Behind the scaffolding, a grimy mirror on the mahogany closet held her reflection. And she traced the light of the night outlined her shape, the slope of her forehead, the swell on her chest, and the rugged top knot of a painter’s panache she was sporting.
She was humbled by what she knew – She saw the sketching of the skies, the molding from clay, a creation of someone else’s dream.
She reopened a note she retrieved from the drawer and read:
“Let us linger in time before things disintegrate completely before us like paper in the rain. Perhaps it will help you remember. With complete vigor and youthful view round the backseats, as we drove up north, and decided on how you and I should face each other, now, then, in front of, or miles apart, we will always be the same people who we chose to be. Like our favorite characters in those films. So, I’ll see you there, amour.”
A heavy downpour was reportedly on its way, but we reckon that we still have a couple of hours to discuss the matter on hand. Well, he first saw her on a crowded elevator, midway to his floor. He eventually braved the odds and spoke to her after a few more encounters which turned out to be a positive thing that he did. He was always proud of that and would boisterously tell friends at dinner tables or after a few rounds of drinks during the weekend literature meetings held at his place.
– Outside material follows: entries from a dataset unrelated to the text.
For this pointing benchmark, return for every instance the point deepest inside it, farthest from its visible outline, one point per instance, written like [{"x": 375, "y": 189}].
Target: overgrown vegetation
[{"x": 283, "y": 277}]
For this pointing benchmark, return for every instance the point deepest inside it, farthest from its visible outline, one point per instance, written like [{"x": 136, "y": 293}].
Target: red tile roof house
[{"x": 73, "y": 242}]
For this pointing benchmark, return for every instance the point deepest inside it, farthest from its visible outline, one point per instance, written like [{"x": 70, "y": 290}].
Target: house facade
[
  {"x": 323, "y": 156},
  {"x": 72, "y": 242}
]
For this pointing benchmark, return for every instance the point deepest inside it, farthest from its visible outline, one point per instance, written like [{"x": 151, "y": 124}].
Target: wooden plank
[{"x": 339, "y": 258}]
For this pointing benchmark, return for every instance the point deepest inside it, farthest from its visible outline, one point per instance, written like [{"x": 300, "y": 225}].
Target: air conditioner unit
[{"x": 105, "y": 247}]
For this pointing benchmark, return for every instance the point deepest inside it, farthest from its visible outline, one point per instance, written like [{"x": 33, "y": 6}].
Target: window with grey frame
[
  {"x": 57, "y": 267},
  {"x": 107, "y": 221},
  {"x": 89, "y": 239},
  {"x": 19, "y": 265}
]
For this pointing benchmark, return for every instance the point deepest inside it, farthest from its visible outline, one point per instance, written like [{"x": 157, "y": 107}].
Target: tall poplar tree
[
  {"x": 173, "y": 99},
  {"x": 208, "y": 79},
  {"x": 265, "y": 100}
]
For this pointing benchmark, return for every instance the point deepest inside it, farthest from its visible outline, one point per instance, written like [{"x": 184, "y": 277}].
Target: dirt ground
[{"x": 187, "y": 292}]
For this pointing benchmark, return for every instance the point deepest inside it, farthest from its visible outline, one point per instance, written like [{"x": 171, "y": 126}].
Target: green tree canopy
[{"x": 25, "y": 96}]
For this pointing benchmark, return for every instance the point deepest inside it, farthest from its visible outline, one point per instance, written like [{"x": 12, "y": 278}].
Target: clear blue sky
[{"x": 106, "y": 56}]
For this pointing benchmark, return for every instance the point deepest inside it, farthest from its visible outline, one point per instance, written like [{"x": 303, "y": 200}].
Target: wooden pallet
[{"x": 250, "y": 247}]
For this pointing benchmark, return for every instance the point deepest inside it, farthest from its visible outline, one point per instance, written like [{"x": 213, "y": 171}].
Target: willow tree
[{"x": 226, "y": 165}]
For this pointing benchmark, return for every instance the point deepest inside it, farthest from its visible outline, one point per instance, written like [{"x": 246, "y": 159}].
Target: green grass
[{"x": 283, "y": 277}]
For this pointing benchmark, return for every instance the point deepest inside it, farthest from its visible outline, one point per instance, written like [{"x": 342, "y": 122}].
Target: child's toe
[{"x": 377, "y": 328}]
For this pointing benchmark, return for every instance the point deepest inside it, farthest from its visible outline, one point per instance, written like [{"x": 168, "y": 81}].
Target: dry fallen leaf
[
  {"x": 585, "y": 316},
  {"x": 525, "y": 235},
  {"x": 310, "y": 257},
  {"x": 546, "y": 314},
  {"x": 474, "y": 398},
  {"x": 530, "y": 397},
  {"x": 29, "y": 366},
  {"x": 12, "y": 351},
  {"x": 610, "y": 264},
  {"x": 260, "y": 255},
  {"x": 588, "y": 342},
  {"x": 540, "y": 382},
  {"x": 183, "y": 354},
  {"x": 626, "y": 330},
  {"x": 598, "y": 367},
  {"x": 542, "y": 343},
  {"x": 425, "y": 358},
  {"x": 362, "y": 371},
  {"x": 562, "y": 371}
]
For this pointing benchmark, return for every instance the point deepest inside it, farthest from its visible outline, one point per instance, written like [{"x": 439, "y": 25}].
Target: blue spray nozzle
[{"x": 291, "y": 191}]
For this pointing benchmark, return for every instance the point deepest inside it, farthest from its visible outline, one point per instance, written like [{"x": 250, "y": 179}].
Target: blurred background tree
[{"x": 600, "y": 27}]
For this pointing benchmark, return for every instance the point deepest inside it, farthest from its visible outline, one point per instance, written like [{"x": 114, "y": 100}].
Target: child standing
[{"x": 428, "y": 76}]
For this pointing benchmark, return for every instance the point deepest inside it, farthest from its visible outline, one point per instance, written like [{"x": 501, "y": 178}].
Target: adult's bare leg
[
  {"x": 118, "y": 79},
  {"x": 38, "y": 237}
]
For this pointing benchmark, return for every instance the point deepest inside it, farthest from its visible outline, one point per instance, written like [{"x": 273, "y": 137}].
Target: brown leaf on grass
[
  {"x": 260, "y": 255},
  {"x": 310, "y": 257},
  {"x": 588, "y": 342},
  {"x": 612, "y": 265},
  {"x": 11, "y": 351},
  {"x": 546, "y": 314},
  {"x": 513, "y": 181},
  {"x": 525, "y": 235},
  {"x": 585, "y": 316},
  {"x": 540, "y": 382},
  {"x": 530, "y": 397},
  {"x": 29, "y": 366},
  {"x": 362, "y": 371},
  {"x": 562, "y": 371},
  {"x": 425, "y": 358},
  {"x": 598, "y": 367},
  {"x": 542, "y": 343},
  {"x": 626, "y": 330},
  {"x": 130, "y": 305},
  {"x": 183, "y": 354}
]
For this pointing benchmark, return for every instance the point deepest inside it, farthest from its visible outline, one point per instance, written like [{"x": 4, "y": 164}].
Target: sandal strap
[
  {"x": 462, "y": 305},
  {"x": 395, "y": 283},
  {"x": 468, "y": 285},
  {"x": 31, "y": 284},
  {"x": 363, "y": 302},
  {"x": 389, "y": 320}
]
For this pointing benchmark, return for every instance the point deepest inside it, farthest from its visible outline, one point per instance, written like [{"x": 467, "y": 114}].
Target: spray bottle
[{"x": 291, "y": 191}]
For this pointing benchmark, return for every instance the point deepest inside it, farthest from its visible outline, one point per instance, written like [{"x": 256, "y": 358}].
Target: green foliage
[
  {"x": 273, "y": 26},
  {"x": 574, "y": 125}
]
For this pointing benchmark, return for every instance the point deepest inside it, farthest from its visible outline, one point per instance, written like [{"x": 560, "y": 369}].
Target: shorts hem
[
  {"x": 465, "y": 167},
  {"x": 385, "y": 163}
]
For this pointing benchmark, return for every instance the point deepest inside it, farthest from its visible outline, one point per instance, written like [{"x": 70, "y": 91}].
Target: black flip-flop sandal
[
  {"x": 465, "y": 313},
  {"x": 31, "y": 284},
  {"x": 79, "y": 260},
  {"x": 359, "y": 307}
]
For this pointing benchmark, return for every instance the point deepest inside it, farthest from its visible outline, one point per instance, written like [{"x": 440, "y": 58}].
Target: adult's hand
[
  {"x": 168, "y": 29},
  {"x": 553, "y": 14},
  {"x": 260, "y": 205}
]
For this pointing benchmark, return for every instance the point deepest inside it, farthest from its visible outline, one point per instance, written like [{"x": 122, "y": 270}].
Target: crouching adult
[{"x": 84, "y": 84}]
He would occasionally talk about how it went on down to the very last detail and how this series of pleasing events would make him write about her. Unsolicited, he also does recite poetry whenever he feels like and claims that the taste of rice has just become sweeter. Clinical or not, I think a sort of madness has stricken him.
It was exactly a month from today since the last time I had cake. I have almost forgotten its taste; how soft the texture is like exactly whenever I gorge a mouthful while smoking a stick of cigarette. And so, I agreed to go out today.
We live near to each other, practically a good stone’s throw away. He was at the door for a good fifteen minutes before I reluctantly answered back.
I crammed my pockets with keys, phone, and a few changes, quickly pulling a jacket on. I took a deep sigh as I braced myself before stepping out. In the sun, I can see more visibly the tufts on my coat and the highway lines of my skin. Invariably despising this idea almost immediately, but there was also a hint of mood that stirred inside me. All of a sudden, I became somewhat excited to see the moonglow and thought about spring.
On the reflection of the glass, my eyes followed a line of ants marching across the pane until I could no longer see where they were heading.
We were standing in the cold, at the front of a jewelry store. This younger friend asked me to choose which one he should buy her. Our hands were tucked-deep in our pockets, nursing to their feeble quakes.
I told him he was stupid, and we should buy cake now.